I first read about self reproducing programs in Douglas Hofstadter's Gödel, Escher, Bach: An Eternal Golden Braid. These programs are essentially "reverse quines" (eniuqs) where the same text is used as both code and data.

The example in the book consists of a eniuq function that, given a text a, prints a("a"), a program statement where the input is doubled as function name and input parameter. The trick is feeding eniuq with its whole definition and execution.
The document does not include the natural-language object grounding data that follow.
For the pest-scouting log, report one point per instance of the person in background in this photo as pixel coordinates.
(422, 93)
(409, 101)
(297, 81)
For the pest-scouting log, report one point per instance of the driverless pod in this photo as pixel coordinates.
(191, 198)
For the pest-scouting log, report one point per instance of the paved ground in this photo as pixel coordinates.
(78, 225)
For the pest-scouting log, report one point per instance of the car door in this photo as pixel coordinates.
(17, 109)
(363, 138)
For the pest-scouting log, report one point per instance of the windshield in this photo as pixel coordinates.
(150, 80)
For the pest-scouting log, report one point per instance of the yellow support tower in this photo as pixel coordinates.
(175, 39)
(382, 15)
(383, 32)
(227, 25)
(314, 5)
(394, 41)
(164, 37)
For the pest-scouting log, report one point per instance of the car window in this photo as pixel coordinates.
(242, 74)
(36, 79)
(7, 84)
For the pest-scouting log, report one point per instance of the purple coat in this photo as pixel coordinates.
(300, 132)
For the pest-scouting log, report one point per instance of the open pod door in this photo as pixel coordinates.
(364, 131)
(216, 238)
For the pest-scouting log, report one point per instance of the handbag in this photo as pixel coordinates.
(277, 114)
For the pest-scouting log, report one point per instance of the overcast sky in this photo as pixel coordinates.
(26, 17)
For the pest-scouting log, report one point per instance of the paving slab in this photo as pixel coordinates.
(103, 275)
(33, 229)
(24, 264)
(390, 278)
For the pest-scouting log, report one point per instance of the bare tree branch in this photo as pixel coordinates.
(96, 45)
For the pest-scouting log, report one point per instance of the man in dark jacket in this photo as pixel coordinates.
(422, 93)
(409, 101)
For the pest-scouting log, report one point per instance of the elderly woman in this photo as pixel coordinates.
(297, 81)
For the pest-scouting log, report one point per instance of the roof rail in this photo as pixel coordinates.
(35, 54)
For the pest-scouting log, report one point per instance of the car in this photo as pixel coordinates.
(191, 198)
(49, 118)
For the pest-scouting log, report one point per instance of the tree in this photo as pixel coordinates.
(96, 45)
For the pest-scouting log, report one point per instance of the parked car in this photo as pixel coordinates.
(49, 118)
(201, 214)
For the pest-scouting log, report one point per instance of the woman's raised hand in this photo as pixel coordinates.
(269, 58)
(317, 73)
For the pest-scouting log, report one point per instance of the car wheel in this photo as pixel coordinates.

This can be tricky indeed in languages like C, due to the escape sequences needed when treating quote operators as text. But for example perl provides q(), an easily quotable quote operator. Thus,

sub eniuq{print $_[ 0 ]."(q(".$_[ 0 ]."))"};
eniuq(q(sub eniuq{print $_[ 0 ]."(q(".$_[ 0 ]."))"};
eniuq))
is a straight port of Hofstadter's example to perl.

Or, adding the shebang for direct shell execution:

#!/usr/bin/perl
sub eniuq{print $_[ 0 ]."(q(".$_[ 0 ]."))"};
eniuq(q(#!/usr/bin/perl
sub eniuq{print $_[ 0 ]."(q(".$_[ 0 ]."))"};
eniuq))

The idea is simple, yet devilish in its cleverness. This is fascinating stuff.